To elaborate - people have an easy time understanding CPU utilization. This is utility over time. You take work done, then divide it by work possible.
Work possible in this regards is a fixed known value normally represented as a percentage out of 100 - thats your fixed ratio.
Load however has no constraint. There is no fixed maximum which is why you are having this difficulty understanding what to measure against.
To clarify what load is sampling does have a unfixed maximum, which is the total number of tasks currently present in the system when the sample is taken (this has no real bearing on what CPU work is being done).
Load as its calculated has no fixed maximum given its thrown into a weighted average and no recording of the number of tasks is given when weighting is measured.
Because I like food, an analogy you could give is that utilization is how fast you can eat your plate and load is - on average - how many plates you have left to devour.
So, the difference between CPU utility and load is subtle but important. CPU utility is a measure of work being done and load is a measure of work that needs to be done.
Misconception 2: Load is an Instant Measurement
The second fallacy is that Load is a granular measurement. You can read a number and get a understanding of the systems state.
Load is not granular but represents the general long term condition of the system. Not only is it sampled every five seconds (so misses running tasks that occur within the 5 second window) but is measured as averages over 1, 5 and 15 minutes respectively.
You cant use it as an instant measure of capacity, but a general sense of a systems burden over a longer period.
The load can be 100 and then be 10 only 30 seconds later. Its a value you have to keep watching to work with.
What can Load tell you?
It can give you an idea of the systems working trend.
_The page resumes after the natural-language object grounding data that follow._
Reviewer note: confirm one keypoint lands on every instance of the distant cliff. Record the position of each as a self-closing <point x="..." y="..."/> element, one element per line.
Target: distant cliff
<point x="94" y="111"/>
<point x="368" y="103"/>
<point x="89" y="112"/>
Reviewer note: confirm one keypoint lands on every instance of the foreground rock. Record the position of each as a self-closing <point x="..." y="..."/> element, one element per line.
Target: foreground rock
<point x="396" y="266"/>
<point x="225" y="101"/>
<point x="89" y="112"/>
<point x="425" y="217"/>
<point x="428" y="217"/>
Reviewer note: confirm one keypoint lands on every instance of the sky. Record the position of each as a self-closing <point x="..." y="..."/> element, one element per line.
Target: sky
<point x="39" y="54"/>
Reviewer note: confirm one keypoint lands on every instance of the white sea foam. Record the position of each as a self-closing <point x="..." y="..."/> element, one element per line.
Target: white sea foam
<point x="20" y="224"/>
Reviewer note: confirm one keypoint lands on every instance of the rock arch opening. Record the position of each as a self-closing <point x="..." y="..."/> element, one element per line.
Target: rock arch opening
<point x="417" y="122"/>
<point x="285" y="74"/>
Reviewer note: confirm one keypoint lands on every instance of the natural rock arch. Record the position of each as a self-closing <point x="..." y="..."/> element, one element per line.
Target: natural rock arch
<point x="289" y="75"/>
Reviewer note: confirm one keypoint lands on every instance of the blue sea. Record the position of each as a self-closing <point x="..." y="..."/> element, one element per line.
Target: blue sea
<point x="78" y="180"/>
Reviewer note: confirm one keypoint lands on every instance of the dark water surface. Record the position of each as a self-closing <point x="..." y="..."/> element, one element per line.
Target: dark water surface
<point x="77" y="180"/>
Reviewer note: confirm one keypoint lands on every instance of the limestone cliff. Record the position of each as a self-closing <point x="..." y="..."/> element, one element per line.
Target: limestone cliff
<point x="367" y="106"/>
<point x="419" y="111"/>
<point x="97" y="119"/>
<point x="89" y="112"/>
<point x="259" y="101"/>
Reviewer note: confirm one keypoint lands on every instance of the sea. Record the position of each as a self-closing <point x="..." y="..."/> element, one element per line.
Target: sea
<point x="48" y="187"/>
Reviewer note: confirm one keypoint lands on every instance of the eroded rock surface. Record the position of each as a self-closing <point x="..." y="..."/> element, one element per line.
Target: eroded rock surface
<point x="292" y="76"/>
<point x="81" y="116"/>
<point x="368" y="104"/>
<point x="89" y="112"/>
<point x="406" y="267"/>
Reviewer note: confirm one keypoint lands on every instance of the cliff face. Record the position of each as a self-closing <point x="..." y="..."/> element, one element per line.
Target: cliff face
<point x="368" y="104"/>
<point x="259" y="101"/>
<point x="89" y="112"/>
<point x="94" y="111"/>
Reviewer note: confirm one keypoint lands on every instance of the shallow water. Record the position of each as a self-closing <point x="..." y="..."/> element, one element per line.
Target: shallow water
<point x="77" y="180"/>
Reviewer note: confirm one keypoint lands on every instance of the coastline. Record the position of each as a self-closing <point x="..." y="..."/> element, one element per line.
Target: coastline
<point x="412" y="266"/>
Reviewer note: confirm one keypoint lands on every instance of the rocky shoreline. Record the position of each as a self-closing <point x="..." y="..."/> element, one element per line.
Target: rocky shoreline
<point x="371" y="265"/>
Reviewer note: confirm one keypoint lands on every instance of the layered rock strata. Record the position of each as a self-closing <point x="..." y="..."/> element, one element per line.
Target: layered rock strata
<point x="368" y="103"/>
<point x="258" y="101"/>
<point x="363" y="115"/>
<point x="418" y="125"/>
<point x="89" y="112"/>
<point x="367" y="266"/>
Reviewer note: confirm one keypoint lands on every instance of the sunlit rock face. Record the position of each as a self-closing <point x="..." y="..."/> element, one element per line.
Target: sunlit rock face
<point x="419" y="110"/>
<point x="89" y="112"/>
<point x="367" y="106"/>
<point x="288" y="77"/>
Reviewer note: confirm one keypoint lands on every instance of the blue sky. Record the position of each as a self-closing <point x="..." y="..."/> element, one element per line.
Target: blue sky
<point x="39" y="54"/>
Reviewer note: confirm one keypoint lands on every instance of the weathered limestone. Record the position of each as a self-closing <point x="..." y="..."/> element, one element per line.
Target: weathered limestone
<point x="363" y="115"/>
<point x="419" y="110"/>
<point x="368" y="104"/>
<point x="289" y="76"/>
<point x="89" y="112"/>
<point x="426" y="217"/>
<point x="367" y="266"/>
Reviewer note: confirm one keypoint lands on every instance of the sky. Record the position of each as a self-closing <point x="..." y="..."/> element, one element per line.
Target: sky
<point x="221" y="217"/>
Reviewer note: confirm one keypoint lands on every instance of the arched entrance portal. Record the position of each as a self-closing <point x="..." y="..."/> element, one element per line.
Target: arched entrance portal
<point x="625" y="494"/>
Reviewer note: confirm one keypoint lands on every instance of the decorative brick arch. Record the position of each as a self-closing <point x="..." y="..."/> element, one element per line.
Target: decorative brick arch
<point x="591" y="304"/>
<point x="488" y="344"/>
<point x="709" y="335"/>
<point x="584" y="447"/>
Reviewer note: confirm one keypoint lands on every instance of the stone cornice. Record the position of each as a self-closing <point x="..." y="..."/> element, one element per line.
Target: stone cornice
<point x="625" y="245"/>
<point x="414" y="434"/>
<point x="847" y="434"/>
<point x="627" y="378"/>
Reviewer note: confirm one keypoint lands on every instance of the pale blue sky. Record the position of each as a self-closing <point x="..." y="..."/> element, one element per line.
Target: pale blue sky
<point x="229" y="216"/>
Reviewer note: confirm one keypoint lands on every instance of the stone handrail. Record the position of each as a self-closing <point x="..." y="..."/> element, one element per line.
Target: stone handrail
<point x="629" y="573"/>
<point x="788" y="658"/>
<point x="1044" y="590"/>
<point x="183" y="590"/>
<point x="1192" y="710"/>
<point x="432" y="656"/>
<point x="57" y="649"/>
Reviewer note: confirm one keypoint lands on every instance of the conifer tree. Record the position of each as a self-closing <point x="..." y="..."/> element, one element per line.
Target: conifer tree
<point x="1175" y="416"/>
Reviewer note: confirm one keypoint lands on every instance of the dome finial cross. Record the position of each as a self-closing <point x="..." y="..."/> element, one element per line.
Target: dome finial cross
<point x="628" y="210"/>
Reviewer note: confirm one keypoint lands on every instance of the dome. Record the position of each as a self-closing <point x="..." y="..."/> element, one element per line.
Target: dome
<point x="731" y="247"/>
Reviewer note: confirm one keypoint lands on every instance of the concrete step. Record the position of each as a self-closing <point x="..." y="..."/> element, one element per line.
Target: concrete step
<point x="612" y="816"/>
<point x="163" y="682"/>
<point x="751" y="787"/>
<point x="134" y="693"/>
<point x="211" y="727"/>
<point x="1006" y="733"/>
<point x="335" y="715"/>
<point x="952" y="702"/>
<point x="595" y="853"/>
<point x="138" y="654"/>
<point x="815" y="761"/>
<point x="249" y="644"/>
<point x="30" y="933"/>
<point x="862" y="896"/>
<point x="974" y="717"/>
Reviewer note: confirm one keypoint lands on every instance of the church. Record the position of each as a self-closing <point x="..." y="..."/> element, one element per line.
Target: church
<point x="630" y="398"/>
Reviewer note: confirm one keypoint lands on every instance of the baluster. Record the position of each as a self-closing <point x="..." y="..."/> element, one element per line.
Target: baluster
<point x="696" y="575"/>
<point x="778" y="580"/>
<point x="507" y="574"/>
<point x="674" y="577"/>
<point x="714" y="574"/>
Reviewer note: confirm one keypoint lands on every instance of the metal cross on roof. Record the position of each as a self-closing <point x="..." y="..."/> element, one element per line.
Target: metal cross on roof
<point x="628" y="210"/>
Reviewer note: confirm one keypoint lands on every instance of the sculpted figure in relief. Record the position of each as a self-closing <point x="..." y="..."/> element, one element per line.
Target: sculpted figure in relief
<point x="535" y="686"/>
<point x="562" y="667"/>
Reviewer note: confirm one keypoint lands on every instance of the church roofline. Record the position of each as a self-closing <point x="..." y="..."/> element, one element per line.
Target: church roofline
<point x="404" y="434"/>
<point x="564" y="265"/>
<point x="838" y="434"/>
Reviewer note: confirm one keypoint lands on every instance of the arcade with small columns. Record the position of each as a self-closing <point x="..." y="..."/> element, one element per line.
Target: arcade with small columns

It is being given more than it can cope or less?
- If the load is less than the number of CPUs you have this (normally) indicates you have more CPU capacity than work.
- If the load is greater or equal to the number of CPUs and is trending upwards, its an indication that the system has more work than what it can handle.
- If the load is greater or equal to the number of CPUs and is trending downwards, its an indication that the system is getting through the work faster than you are giving it stuff to do.
Because of the uninterruptible sleep state, this does muddy the load value as a pure scheduling score of work - but gives you some indication of how much demand there is on the disk (its still work that needs to be done technically).
Load also offer clues to anomalies on a system. If you see the load at 50+ it suggests something is amiss.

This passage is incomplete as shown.